Models are constantly being trained and finetuned based on user and customer feedback. Please check back often as we push changes frequently.

There are currently 3 models that Rime has in production, arcana, mistv2 and mist.

Arcana, released April 2025, is Rime’s most expressive and lifelike TTS model to date. It pushes the boundary of naturalness and emotional depth in synthesized speech.

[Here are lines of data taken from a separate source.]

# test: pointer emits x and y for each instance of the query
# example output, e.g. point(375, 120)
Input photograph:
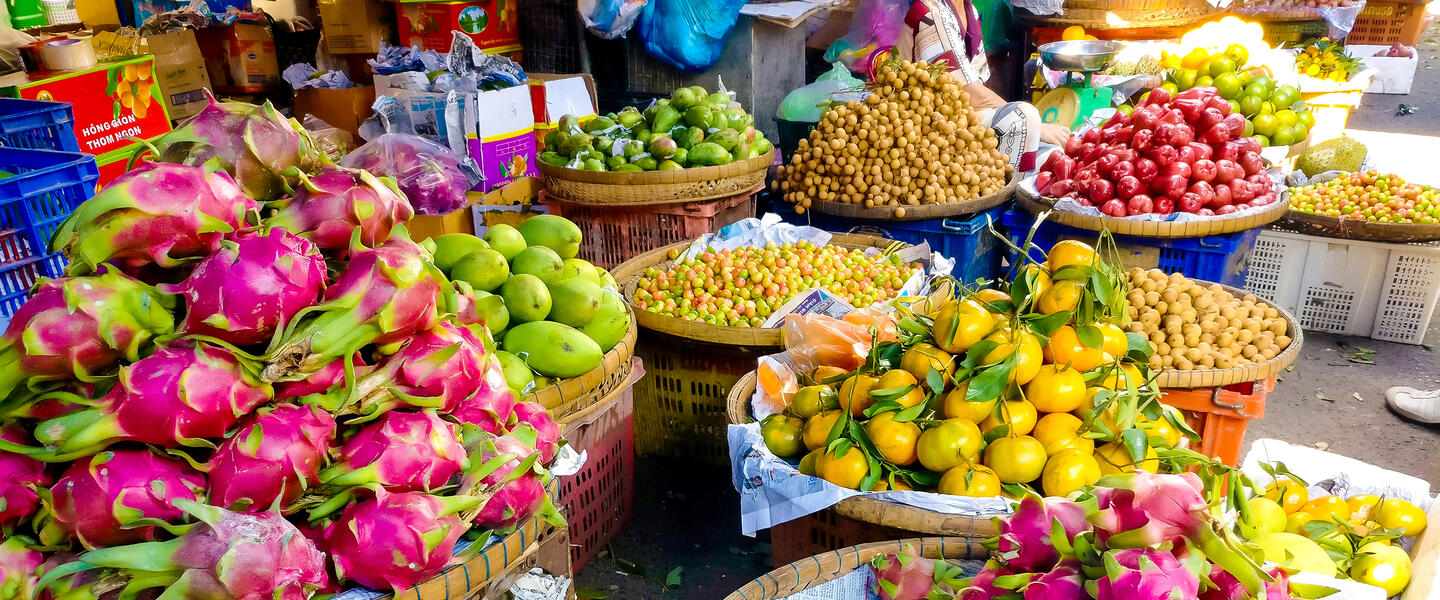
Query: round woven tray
point(920, 212)
point(1358, 229)
point(808, 573)
point(1217, 377)
point(573, 394)
point(755, 337)
point(871, 510)
point(1227, 223)
point(654, 187)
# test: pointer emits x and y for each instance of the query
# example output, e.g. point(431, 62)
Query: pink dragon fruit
point(1062, 583)
point(274, 455)
point(251, 287)
point(241, 556)
point(547, 433)
point(418, 533)
point(100, 497)
point(333, 205)
point(1145, 574)
point(81, 328)
point(252, 143)
point(18, 569)
point(183, 393)
point(156, 213)
point(19, 476)
point(442, 369)
point(382, 297)
point(1024, 540)
point(405, 452)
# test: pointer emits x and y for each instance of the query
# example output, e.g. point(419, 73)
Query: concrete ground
point(687, 517)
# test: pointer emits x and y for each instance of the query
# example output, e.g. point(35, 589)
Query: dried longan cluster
point(1195, 327)
point(913, 141)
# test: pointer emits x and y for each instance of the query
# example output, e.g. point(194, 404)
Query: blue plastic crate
point(41, 189)
point(1220, 258)
point(38, 125)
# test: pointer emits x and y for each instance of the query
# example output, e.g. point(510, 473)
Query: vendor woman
point(951, 30)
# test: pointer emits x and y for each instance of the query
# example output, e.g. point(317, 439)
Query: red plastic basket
point(618, 233)
point(598, 500)
point(1220, 415)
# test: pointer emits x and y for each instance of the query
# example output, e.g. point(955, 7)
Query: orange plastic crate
point(1387, 22)
point(1220, 415)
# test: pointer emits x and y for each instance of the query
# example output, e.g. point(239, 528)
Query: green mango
point(710, 154)
point(553, 348)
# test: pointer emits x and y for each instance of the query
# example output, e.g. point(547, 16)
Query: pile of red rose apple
point(1185, 153)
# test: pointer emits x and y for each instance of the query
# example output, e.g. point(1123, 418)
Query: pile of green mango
point(690, 128)
point(553, 314)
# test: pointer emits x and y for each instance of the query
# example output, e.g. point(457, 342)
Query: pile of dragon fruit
point(1134, 537)
point(251, 384)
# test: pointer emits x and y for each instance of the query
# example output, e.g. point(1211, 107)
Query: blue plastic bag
point(687, 33)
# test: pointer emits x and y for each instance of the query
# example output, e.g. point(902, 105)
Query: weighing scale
point(1077, 98)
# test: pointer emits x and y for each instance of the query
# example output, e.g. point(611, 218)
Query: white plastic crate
point(1384, 291)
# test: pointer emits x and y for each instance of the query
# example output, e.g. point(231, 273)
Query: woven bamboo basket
point(1132, 13)
point(808, 573)
point(1227, 223)
point(573, 394)
point(753, 337)
point(922, 212)
point(1360, 229)
point(1217, 377)
point(870, 510)
point(654, 187)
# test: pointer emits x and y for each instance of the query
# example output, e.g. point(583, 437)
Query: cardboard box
point(241, 58)
point(113, 101)
point(343, 108)
point(180, 72)
point(356, 26)
point(429, 23)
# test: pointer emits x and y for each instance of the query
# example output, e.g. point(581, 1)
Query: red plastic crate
point(1220, 415)
point(599, 498)
point(618, 233)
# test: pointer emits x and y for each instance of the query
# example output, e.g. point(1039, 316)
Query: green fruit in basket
point(539, 261)
point(454, 246)
point(575, 301)
point(506, 239)
point(611, 321)
point(519, 376)
point(483, 269)
point(552, 348)
point(526, 298)
point(553, 232)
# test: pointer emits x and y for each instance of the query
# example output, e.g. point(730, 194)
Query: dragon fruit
point(19, 476)
point(274, 455)
point(405, 452)
point(180, 394)
point(330, 206)
point(239, 556)
point(382, 297)
point(252, 285)
point(252, 143)
point(439, 369)
point(18, 569)
point(98, 498)
point(418, 533)
point(1024, 540)
point(156, 213)
point(1145, 574)
point(81, 328)
point(1062, 583)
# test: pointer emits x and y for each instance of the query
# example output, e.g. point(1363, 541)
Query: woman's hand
point(1054, 134)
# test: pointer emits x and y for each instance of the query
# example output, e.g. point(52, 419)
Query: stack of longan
point(913, 141)
point(1194, 325)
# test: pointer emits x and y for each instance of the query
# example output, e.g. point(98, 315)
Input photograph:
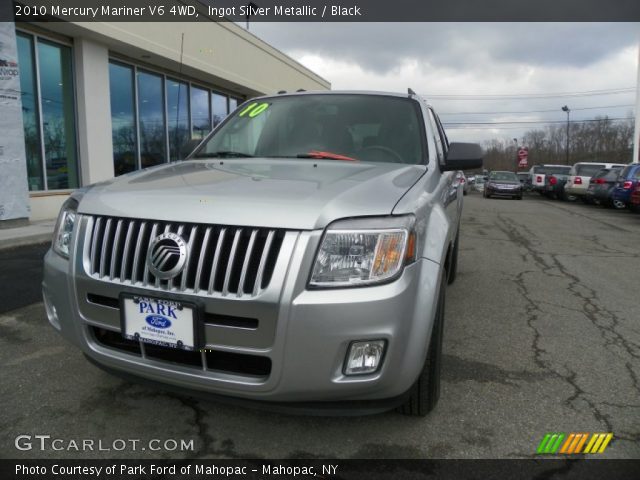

  • Highly expressive, natural-sounding speech with emotional nuance
  • Fine-grained control over prosody, pacing, and tone
  • Supports a wide range of vocal demographics, including different ages, accents, and cultural backgrounds
  • Enhanced realism for dynamic, conversational, and character-driven use cases
  • Available via modelId: arcana through Rime’s API endpoints

Mistv2, released February 2025 has the following features:

  • Multi-lingual English + Spanish, plus more languages coming soon
  • More realistic speech with natural and contextual nuances
  • Advanced pronunciation control
  • Ultra-fast on-prem latency of ~70ms, perfect for real-time applications
  • More accents, demographics, and speaking styles

Mist is Rime’s next generation TTS engine, released April 2023, capable of synthesizing conversational speech. Using the modelId parameter for Rime’s TTS endpoints, specifying mistv2 or mist, will allow you to synthesize speech using this newer family of models. As of February 2025, the default value for modelId when unspecified is mist.

Model v1 was released in April 2022 and has been deprecated.